The laser I use primarily for aligning the centerline of the mill with the position that I want to drill or tap. I find all of them invaluable especially if your mill isn't all that 
accurate at location finding through the hand dials or even a DRO. This is coming from a really newbish kind of guy.


----------



## darkzero (Jan 30, 2017)

I use a double ended 1/2" edge finder most of the time, .500" on one end & .200" on the other end. I have 2 other mechanical edge finders  in different configurations but I don't use them often. Mine are all PEC. Many people over look PEC Tools. Not as nice as Starrett or Mitutoyo but still great tools at lower prices & made in USA.

I have an import Fowler electronic edge finder, the kind that lights up. I don't like the audible ones cause I can't hear them with fans or AC running. I do use it now & then when I have to indicate something where I don't want to mar the finish or if I'm lazy & want to set something up very quick. That's about all I think they're good for as they're easy to damage. Just have to remember that they don't work on plastics or if I'm holding a part using paper or tape. I'm not a fan of the laser ones though.


----------



## Ken from ontario (Jan 31, 2017)

Thank you again for all your comments and your help, I read every one of them and learned a few tips and tricks .my edge finder is on its way.it was in fact cheaper than Amazon usa,paid $22 CDN dollar hope is not going to fall apart on first try.


----------



## Doubleeboy (Jan 31, 2017)

Threw out my Fowler electronic one years ago.  Brown and Sharp edge finder, manual model has me within a few tenths with little effort.


----------



## Fabrickator (Feb 1, 2017)

I have a double-ended 1/2" edge finder, electronic finder and a wobbler set.  They all have a place in the grand scope of things.  I sort of prefer the laser finder for quick setups to zero the DRO's.


----------



## cathead (Feb 1, 2017)

Fabrickator said:


> I have a double-ended 1/2" edge finder, electronic finder and a wobbler set.  They all have a place in the grand scope of things.  I sort of prefer the laser finder for quick setups to zero the DRO's.

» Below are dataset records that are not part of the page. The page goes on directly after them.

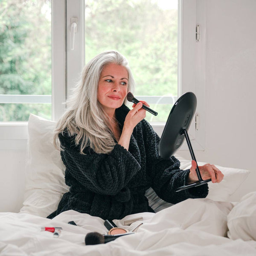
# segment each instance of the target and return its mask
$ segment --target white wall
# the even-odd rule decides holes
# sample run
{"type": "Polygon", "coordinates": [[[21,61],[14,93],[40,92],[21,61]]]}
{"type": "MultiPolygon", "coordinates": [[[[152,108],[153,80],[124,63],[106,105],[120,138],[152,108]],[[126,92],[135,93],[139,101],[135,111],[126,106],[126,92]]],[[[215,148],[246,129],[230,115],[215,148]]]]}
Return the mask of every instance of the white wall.
{"type": "Polygon", "coordinates": [[[246,193],[256,190],[256,1],[206,2],[206,145],[195,154],[250,170],[246,193]]]}
{"type": "MultiPolygon", "coordinates": [[[[195,154],[198,161],[250,170],[245,193],[256,190],[256,1],[203,0],[207,132],[205,150],[195,154]]],[[[0,193],[0,211],[20,208],[25,150],[0,151],[1,191],[6,192],[0,193]]],[[[177,153],[190,159],[188,152],[177,153]]]]}

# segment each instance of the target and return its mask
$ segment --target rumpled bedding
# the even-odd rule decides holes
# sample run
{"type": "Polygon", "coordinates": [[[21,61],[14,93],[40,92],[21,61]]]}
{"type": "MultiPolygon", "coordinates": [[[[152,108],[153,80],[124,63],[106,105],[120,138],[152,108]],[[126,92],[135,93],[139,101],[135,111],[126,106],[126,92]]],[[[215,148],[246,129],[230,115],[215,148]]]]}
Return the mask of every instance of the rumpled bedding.
{"type": "Polygon", "coordinates": [[[88,233],[106,234],[104,221],[70,210],[52,219],[27,213],[0,213],[0,255],[90,255],[101,256],[170,255],[256,255],[256,241],[227,237],[227,216],[233,203],[207,198],[187,199],[156,213],[143,212],[114,220],[118,227],[134,234],[105,244],[85,245],[88,233]],[[143,221],[125,226],[124,221],[143,221]],[[68,224],[73,221],[77,226],[68,224]],[[41,227],[60,227],[56,238],[41,227]]]}

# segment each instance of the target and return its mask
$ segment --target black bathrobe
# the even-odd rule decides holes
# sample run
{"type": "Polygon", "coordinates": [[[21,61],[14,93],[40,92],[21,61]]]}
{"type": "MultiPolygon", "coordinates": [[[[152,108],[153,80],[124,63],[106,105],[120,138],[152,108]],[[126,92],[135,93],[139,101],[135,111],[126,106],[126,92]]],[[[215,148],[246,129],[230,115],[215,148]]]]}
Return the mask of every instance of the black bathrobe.
{"type": "MultiPolygon", "coordinates": [[[[116,110],[121,131],[129,110],[124,105],[116,110]]],[[[69,137],[65,131],[59,138],[64,148],[61,155],[66,168],[66,183],[70,189],[47,218],[70,209],[110,220],[154,212],[145,196],[150,187],[172,204],[208,194],[207,184],[175,192],[187,184],[189,170],[180,170],[180,162],[174,157],[168,160],[159,157],[160,138],[145,119],[134,128],[128,151],[116,144],[109,154],[97,154],[87,147],[83,155],[79,145],[75,145],[74,136],[69,137]]]]}

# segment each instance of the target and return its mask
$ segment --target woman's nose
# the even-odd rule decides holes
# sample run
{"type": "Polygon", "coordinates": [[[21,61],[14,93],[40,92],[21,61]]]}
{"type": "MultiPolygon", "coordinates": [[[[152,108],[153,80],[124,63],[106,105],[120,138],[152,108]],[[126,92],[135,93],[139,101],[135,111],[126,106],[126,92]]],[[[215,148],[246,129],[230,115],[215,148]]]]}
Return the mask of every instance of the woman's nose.
{"type": "Polygon", "coordinates": [[[120,85],[119,83],[114,83],[112,90],[113,92],[119,92],[120,91],[120,85]]]}

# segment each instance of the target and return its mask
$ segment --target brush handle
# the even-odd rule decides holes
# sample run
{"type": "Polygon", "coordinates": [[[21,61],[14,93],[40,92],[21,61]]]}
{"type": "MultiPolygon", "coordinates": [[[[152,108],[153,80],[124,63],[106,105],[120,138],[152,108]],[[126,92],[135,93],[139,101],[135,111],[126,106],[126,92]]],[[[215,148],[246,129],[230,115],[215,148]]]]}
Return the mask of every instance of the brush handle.
{"type": "MultiPolygon", "coordinates": [[[[139,102],[140,102],[140,101],[138,100],[135,98],[134,98],[131,101],[135,104],[137,104],[139,102]]],[[[142,105],[142,108],[144,108],[144,109],[145,109],[147,111],[148,111],[149,113],[151,113],[151,114],[153,114],[154,116],[157,116],[157,114],[158,113],[157,113],[157,112],[156,112],[155,111],[154,111],[154,110],[153,110],[153,109],[151,109],[151,108],[148,108],[148,107],[147,107],[147,106],[144,105],[143,104],[142,105]]]]}

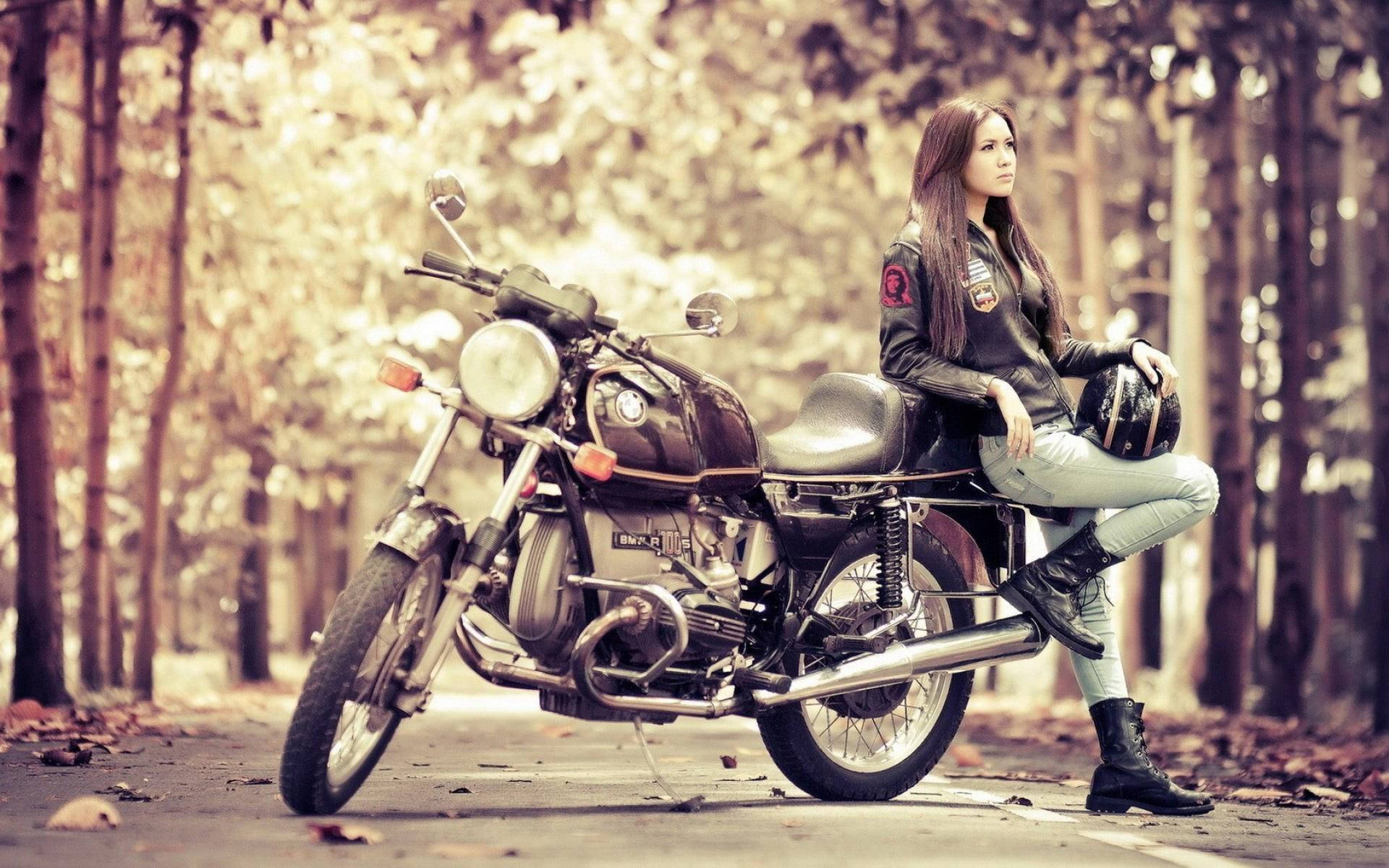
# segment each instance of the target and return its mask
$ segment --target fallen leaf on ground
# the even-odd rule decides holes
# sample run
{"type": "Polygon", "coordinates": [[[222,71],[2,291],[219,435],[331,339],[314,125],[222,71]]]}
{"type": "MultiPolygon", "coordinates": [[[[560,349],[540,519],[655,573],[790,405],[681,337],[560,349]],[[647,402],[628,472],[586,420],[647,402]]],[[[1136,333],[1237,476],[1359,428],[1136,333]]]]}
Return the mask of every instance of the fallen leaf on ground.
{"type": "Polygon", "coordinates": [[[950,758],[960,768],[975,768],[983,765],[983,754],[974,744],[956,744],[950,749],[950,758]]]}
{"type": "Polygon", "coordinates": [[[1332,786],[1304,786],[1303,793],[1315,799],[1335,799],[1336,801],[1347,801],[1350,799],[1350,793],[1332,786]]]}
{"type": "Polygon", "coordinates": [[[101,832],[121,825],[121,812],[106,799],[82,796],[53,812],[43,828],[63,832],[101,832]]]}
{"type": "Polygon", "coordinates": [[[100,793],[103,796],[115,796],[119,801],[154,801],[154,796],[150,796],[144,790],[138,790],[132,787],[125,781],[121,781],[119,783],[113,783],[111,786],[103,790],[93,790],[93,792],[100,793]]]}
{"type": "Polygon", "coordinates": [[[1247,799],[1250,801],[1265,801],[1274,799],[1288,799],[1290,793],[1283,790],[1271,790],[1261,786],[1242,786],[1238,790],[1232,790],[1231,799],[1247,799]]]}
{"type": "Polygon", "coordinates": [[[494,844],[433,844],[426,850],[429,856],[443,858],[496,858],[499,856],[521,856],[515,847],[497,847],[494,844]]]}
{"type": "Polygon", "coordinates": [[[1356,785],[1356,792],[1365,799],[1378,799],[1385,790],[1389,790],[1389,772],[1370,772],[1356,785]]]}
{"type": "Polygon", "coordinates": [[[92,761],[90,750],[63,750],[54,747],[53,750],[44,750],[43,753],[33,751],[35,757],[44,765],[86,765],[92,761]]]}
{"type": "Polygon", "coordinates": [[[340,822],[310,822],[308,833],[325,844],[379,844],[385,840],[379,832],[367,826],[349,826],[340,822]]]}

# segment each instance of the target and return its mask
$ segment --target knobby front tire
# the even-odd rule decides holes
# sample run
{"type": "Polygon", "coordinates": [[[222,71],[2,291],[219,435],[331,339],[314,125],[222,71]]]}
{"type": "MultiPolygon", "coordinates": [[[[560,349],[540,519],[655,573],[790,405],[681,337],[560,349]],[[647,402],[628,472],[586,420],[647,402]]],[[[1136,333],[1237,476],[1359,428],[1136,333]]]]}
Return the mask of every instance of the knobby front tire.
{"type": "Polygon", "coordinates": [[[407,661],[401,649],[438,608],[440,576],[429,574],[440,562],[376,546],[333,606],[285,736],[279,792],[292,811],[340,808],[390,744],[401,715],[382,701],[382,671],[407,661]]]}

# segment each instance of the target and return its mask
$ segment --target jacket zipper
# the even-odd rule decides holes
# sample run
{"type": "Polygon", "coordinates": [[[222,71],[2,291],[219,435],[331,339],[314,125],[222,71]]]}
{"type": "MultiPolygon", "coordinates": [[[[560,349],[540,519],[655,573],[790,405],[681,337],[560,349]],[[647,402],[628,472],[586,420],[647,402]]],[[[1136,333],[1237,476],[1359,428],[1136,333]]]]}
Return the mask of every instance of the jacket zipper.
{"type": "MultiPolygon", "coordinates": [[[[1018,318],[1021,319],[1022,318],[1022,287],[1018,286],[1018,285],[1015,285],[1013,282],[1013,272],[1008,271],[1008,264],[1003,261],[1003,251],[997,247],[997,244],[995,244],[992,240],[989,240],[989,236],[985,235],[983,229],[979,231],[979,235],[983,235],[983,243],[989,246],[989,253],[993,254],[995,258],[997,260],[999,268],[1003,271],[1003,276],[1008,282],[1008,287],[1013,289],[1013,297],[1015,299],[1017,308],[1018,308],[1018,318]]],[[[1008,246],[1010,247],[1013,246],[1013,226],[1008,226],[1008,246]]],[[[1021,275],[1022,275],[1022,264],[1020,262],[1018,264],[1018,276],[1021,278],[1021,275]]],[[[1039,350],[1039,354],[1040,354],[1040,350],[1039,350]]],[[[1061,408],[1065,410],[1067,418],[1068,419],[1074,418],[1075,414],[1071,411],[1071,401],[1068,401],[1065,399],[1065,394],[1063,394],[1061,387],[1057,385],[1056,375],[1053,374],[1053,369],[1051,369],[1051,362],[1046,358],[1046,356],[1042,356],[1040,361],[1043,362],[1043,367],[1046,368],[1046,378],[1047,378],[1047,382],[1051,383],[1051,392],[1056,394],[1056,400],[1061,401],[1061,408]]]]}

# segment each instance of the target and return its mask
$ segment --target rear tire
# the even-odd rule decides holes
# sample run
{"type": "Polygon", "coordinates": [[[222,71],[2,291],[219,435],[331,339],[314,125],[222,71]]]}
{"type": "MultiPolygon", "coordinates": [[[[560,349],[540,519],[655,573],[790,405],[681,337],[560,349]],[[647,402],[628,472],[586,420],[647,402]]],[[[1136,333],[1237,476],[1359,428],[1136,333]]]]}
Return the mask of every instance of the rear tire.
{"type": "MultiPolygon", "coordinates": [[[[911,547],[915,561],[913,585],[936,590],[967,590],[960,565],[940,540],[920,528],[913,532],[911,547]]],[[[863,597],[863,592],[867,590],[867,599],[871,601],[872,589],[876,587],[876,543],[874,528],[870,525],[850,533],[835,550],[825,571],[825,575],[833,578],[818,592],[815,610],[840,614],[863,611],[865,604],[861,601],[836,603],[842,599],[836,587],[854,582],[858,587],[857,596],[863,597]]],[[[935,617],[921,617],[925,610],[918,608],[918,615],[908,622],[910,635],[924,636],[974,624],[972,600],[946,597],[921,600],[935,617]]],[[[867,610],[867,617],[872,618],[871,608],[867,610]]],[[[904,629],[907,625],[897,628],[897,635],[904,635],[900,632],[904,629]]],[[[822,660],[814,656],[788,657],[786,671],[795,676],[814,669],[822,660]]],[[[757,728],[776,768],[815,799],[882,801],[915,786],[940,760],[960,729],[972,685],[974,672],[922,675],[904,686],[779,706],[760,714],[757,728]],[[911,718],[913,696],[921,701],[920,717],[929,715],[929,719],[911,718]],[[896,706],[892,704],[895,699],[896,706]],[[868,717],[883,710],[888,714],[868,717]],[[901,717],[901,729],[897,729],[897,717],[901,717]],[[835,732],[840,721],[845,722],[842,736],[835,732]],[[860,721],[861,728],[857,736],[850,735],[856,726],[854,721],[860,721]],[[874,729],[870,731],[868,724],[863,721],[872,724],[874,729]],[[821,726],[825,729],[821,731],[821,726]],[[892,729],[885,732],[885,726],[892,729]],[[845,739],[842,753],[835,747],[839,737],[845,739]],[[863,737],[861,743],[868,747],[864,756],[857,754],[858,737],[863,737]],[[851,740],[854,743],[850,747],[851,740]],[[874,742],[879,742],[876,751],[874,742]],[[854,751],[853,756],[850,750],[854,751]]]]}
{"type": "Polygon", "coordinates": [[[382,671],[408,665],[438,610],[447,562],[431,553],[415,564],[376,546],[338,597],[285,735],[279,792],[292,811],[332,814],[386,751],[401,715],[382,671]]]}

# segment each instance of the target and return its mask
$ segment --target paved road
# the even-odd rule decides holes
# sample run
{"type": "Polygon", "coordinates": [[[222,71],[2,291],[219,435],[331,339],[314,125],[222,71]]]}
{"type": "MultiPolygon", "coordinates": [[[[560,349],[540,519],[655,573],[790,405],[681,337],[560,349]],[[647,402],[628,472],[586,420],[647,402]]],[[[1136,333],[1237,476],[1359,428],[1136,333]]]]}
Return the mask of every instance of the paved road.
{"type": "MultiPolygon", "coordinates": [[[[292,697],[190,722],[203,736],[131,737],[139,754],[47,768],[28,746],[0,754],[0,865],[1281,865],[1386,864],[1389,821],[1224,804],[1196,819],[1083,810],[1085,790],[965,776],[943,761],[885,804],[828,804],[772,767],[743,719],[647,728],[653,751],[696,814],[671,811],[629,725],[536,711],[533,697],[468,689],[435,697],[407,721],[376,774],[336,819],[383,836],[375,846],[310,840],[275,785],[292,697]],[[720,756],[738,758],[725,769],[720,756]],[[765,778],[764,778],[765,776],[765,778]],[[50,832],[42,822],[75,796],[125,782],[163,796],[118,803],[119,829],[50,832]],[[471,793],[451,793],[467,787],[471,793]],[[774,794],[785,790],[785,797],[774,794]],[[1006,804],[1021,796],[1031,807],[1006,804]],[[504,856],[514,851],[515,856],[504,856]]],[[[990,771],[1026,762],[983,746],[990,771]]],[[[1007,749],[1015,750],[1015,749],[1007,749]]],[[[1076,776],[1089,774],[1078,765],[1076,776]]]]}

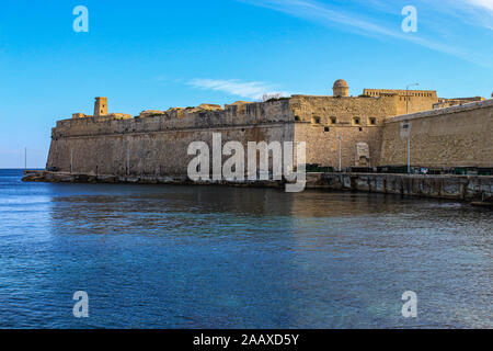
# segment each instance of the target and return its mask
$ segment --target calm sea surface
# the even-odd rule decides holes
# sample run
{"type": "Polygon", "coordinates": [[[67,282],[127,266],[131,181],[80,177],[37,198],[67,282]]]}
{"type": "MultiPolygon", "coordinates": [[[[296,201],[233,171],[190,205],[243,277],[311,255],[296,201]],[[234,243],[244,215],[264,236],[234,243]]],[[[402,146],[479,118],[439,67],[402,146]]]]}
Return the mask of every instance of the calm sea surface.
{"type": "Polygon", "coordinates": [[[1,328],[493,328],[490,210],[21,176],[0,170],[1,328]]]}

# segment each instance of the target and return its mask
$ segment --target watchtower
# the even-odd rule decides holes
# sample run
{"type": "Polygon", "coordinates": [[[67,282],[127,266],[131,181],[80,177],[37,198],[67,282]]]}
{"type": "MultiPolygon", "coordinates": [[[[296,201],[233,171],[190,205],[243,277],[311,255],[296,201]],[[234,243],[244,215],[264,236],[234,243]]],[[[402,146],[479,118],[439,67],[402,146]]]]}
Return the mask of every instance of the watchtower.
{"type": "Polygon", "coordinates": [[[347,81],[345,81],[344,79],[339,79],[334,82],[332,91],[334,92],[334,97],[348,97],[349,86],[347,84],[347,81]]]}
{"type": "Polygon", "coordinates": [[[107,115],[107,98],[95,98],[94,116],[107,115]]]}

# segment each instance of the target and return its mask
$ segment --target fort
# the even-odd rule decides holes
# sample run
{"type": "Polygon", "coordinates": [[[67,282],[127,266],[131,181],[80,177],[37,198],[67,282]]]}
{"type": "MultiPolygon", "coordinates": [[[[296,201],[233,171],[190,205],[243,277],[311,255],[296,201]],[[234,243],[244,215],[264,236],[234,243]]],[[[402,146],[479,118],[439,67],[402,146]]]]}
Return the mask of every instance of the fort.
{"type": "Polygon", "coordinates": [[[186,176],[192,141],[305,141],[307,165],[348,168],[493,168],[493,100],[442,99],[436,91],[364,89],[349,97],[345,80],[331,95],[291,95],[223,107],[108,113],[96,98],[94,114],[74,113],[51,131],[47,170],[115,177],[186,176]]]}

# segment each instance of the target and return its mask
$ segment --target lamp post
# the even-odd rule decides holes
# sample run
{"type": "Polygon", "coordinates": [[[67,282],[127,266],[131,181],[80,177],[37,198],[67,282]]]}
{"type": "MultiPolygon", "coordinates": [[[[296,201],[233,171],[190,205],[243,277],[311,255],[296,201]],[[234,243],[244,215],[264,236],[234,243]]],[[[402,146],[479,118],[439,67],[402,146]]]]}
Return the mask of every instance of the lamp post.
{"type": "MultiPolygon", "coordinates": [[[[417,87],[420,83],[408,84],[405,87],[405,114],[409,114],[409,88],[417,87]]],[[[408,120],[408,174],[411,174],[411,121],[408,120]]]]}
{"type": "Polygon", "coordinates": [[[409,114],[409,88],[417,86],[420,86],[420,83],[408,84],[405,87],[405,114],[409,114]]]}
{"type": "Polygon", "coordinates": [[[342,171],[342,160],[341,160],[341,132],[339,132],[339,171],[342,171]]]}

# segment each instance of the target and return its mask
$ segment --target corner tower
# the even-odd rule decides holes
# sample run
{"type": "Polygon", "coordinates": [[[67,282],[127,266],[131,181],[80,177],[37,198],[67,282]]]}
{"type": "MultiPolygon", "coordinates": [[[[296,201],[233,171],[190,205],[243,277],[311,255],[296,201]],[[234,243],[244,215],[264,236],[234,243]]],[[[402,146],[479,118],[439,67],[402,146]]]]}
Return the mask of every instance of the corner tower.
{"type": "Polygon", "coordinates": [[[348,97],[349,95],[349,86],[347,81],[344,79],[339,79],[334,82],[334,87],[332,88],[334,92],[334,97],[348,97]]]}
{"type": "Polygon", "coordinates": [[[95,98],[94,116],[107,115],[107,98],[95,98]]]}

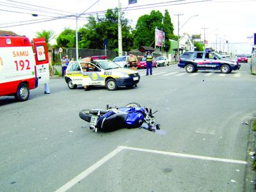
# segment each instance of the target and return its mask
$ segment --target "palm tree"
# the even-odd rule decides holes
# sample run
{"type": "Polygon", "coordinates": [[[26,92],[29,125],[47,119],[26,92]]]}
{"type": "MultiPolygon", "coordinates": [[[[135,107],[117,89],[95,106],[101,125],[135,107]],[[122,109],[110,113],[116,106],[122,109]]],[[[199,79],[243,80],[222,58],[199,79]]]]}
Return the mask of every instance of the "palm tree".
{"type": "Polygon", "coordinates": [[[50,44],[49,42],[56,36],[55,32],[52,30],[43,30],[42,32],[37,31],[36,32],[36,34],[37,38],[44,38],[45,39],[47,49],[49,49],[49,47],[50,46],[50,44]]]}

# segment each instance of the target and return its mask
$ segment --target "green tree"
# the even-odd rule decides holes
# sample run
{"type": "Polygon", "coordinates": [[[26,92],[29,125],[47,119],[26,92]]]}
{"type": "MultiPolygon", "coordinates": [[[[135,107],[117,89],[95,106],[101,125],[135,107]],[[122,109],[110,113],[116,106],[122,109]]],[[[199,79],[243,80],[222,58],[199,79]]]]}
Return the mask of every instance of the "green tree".
{"type": "Polygon", "coordinates": [[[155,29],[157,28],[165,33],[165,49],[169,49],[169,39],[177,40],[173,34],[174,28],[169,12],[165,10],[164,17],[159,11],[152,11],[150,15],[141,16],[138,20],[134,35],[134,48],[140,46],[152,46],[155,41],[155,29]]]}
{"type": "Polygon", "coordinates": [[[150,15],[144,15],[138,19],[134,32],[134,48],[140,46],[152,46],[155,40],[156,27],[163,28],[162,20],[163,16],[159,12],[152,11],[150,15]]]}
{"type": "MultiPolygon", "coordinates": [[[[129,51],[133,45],[133,37],[129,20],[122,14],[121,24],[124,51],[129,51]]],[[[79,29],[82,40],[79,47],[82,48],[103,49],[103,42],[108,40],[108,49],[118,47],[118,9],[108,10],[104,17],[96,18],[90,16],[88,22],[79,29]]]]}
{"type": "Polygon", "coordinates": [[[204,51],[204,44],[200,44],[198,42],[194,42],[194,46],[196,47],[196,50],[198,51],[204,51]]]}
{"type": "Polygon", "coordinates": [[[47,49],[49,49],[50,46],[49,42],[54,39],[56,36],[55,32],[50,30],[45,31],[43,30],[42,32],[37,31],[36,32],[36,36],[37,38],[44,38],[45,39],[45,42],[47,45],[47,49]]]}
{"type": "Polygon", "coordinates": [[[56,43],[58,47],[76,47],[76,31],[65,28],[57,37],[56,43]]]}

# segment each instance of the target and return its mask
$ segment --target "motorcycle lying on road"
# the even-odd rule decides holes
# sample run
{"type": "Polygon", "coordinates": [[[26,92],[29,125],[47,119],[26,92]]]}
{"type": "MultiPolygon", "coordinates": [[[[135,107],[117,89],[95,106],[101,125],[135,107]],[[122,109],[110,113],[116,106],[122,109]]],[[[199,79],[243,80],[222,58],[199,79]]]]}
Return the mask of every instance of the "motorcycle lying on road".
{"type": "Polygon", "coordinates": [[[106,109],[83,109],[79,112],[81,119],[90,123],[89,129],[95,132],[109,132],[122,128],[143,128],[156,132],[160,125],[156,123],[152,109],[141,108],[138,103],[129,103],[121,108],[106,109]]]}

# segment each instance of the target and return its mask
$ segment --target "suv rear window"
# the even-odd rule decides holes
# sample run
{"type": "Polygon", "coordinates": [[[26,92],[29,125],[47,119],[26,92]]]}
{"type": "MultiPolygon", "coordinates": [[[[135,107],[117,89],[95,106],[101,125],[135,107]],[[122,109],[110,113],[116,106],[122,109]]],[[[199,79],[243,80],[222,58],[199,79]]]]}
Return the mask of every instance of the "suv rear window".
{"type": "Polygon", "coordinates": [[[185,52],[182,56],[180,56],[180,58],[188,59],[191,58],[193,54],[193,52],[185,52]]]}

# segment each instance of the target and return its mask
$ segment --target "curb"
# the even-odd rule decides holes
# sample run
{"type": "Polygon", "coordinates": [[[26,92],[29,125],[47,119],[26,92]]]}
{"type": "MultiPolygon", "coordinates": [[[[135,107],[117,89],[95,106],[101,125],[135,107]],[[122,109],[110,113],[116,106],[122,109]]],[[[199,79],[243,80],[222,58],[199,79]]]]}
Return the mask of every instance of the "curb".
{"type": "Polygon", "coordinates": [[[245,169],[244,189],[244,191],[256,191],[256,172],[252,170],[252,163],[255,159],[254,155],[250,154],[250,152],[255,152],[256,140],[255,132],[253,131],[253,122],[255,118],[250,120],[248,143],[246,152],[247,164],[245,169]]]}

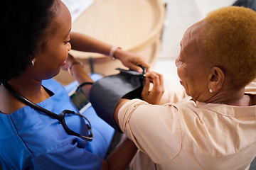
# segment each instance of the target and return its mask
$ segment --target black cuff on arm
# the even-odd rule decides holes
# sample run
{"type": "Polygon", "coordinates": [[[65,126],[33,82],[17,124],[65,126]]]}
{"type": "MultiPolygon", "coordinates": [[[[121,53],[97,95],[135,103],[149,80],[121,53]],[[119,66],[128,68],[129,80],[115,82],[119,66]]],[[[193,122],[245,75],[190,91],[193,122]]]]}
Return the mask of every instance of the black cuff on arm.
{"type": "Polygon", "coordinates": [[[105,76],[95,82],[90,91],[90,101],[96,113],[115,130],[122,132],[114,120],[114,111],[119,101],[142,98],[145,77],[119,73],[105,76]]]}

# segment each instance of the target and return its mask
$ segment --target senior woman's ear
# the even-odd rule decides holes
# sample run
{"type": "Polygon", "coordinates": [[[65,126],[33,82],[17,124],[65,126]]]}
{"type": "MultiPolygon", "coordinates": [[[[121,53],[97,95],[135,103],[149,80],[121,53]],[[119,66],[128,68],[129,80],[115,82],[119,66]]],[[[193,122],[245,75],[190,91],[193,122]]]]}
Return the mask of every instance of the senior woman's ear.
{"type": "Polygon", "coordinates": [[[208,76],[208,90],[210,93],[218,91],[221,89],[225,80],[223,70],[218,67],[213,67],[208,76]]]}

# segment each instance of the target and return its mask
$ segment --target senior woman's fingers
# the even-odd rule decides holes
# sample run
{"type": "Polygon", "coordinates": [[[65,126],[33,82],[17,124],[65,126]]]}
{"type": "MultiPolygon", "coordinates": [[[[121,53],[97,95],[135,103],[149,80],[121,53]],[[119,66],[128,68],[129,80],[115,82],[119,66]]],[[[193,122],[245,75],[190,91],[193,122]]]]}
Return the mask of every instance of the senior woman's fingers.
{"type": "Polygon", "coordinates": [[[142,99],[151,104],[159,103],[164,94],[163,76],[156,72],[146,74],[146,79],[142,90],[142,99]],[[150,82],[153,84],[153,88],[149,91],[150,82]]]}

I made an edge finder a while back with 0.2 diameter on one end and 0.5 on the other end.  The other day I decided
disassemble it and heat treat the ends.  When done, I decided to measure the ends and found them wider in diameter
by .0015 on each end.  It's possible I made them oversized but I don't think so.  Anyway, I thought it worth mentioning.  
I have somewhat of a distrust for the laser units as I would think that if the collet wasn't perfectly true, one would get
that much error in the readings.  I like the manual ones and usually use my DRO to set centers and edges as that has 
been proven to be quite accurate.  Also, I just made a wobbler but havn't had much experience with it so far, an interesting
tool.  Maybe someone in machinist land knows if case hardening causes parts to expand slightly.


----------



## prasad (Feb 4, 2017)

I use edge/center finder from LMS. I am happy with the edge finder part which works fine. My attempts to use the center finder have not been the best however. I think I achieved accuracy within 2 or 3 thousandths and I want it to be better. Recently I watched a video series by Dan Gelbart, and in #15 he shows a laser edge/center device that he made. As a hobby machinist I thought it is an interesting project for making in my little hobby shop. I am working on it. I have gathered the laser and the electronics. I hope to finish the machining part of it soon.
Link for Dan Gelbart's video is here.

Prasad
Eastern PA


----------



## Ken from ontario (Feb 4, 2017)

prasad said:


> I use edge/center finder from LMS. I am happy with the edge finder part which works fine. My attempts to use the center finder have not been the best however. I think I achieved accuracy within 2 or 3 thousandths and I want it to be better. Recently I watched a video series by Dan Gelbart, and in #15 he shows a laser edge/center device that he made. As a hobby machinist I thought it is an interesting project for making in my little hobby shop. I am working on it. I have gathered the laser and the electronics. I hope to finish the machining part of it soon.
> Link for Dan Gelbart's video is here.
> 
> Prasad
> Eastern PA


That man (Dan Gelbart) is a wealth of information, I sometimes wish he was my neighbour, I would be pestering him every day.lol.
Let us know how your laser edge finder build goes.


----------



## Ed ke6bnl (Feb 4, 2017)

slightly off topic, I have an edge finder Sterrett with a pointer cone on one end. I have used this to place in a center punched hole and and then feel around the fit up of the cone to the cylinder and move the table till I no longer feel and miss alignment to the cylinder and cone.  Also have used in while spinning  to hover over a scribe mark to find cross of the scribed marks.  Am I wrong in the way I am using this end of the tool.


----------



## epj (Feb 4, 2017)

I've tried mechanical edge finders, and just cannot get repeatable results from them. I bought a cheap electronic one, and it isn't much better. Bought a Fowler and get the results I need. I get the two sides and let the DRO calculate the center. As an aside, on my Grizzly mill/drill (G1007), the Y axis dials are very accurate. They match the DRO almost perfectly over a couple of inches of travel. The X axis dial is absolutely useless for trying to measure anything. Without the DRO, I'd be completely screwed.


----------



## Profkanz (Feb 4, 2017)

Ed ke6bnl said:


> slightly off topic, I have an edge finder Sterrett with a pointer cone on one end. I have used this to place in a center punched hole and and then feel around the fit up of the cone to the cylinder and move the table till I no longer feel and miss alignment to the cylinder and cone.  Also have used in while spinning  to hover over a scribe mark to find cross of the scribed marks.  Am I wrong in the way I am using this end of the tool.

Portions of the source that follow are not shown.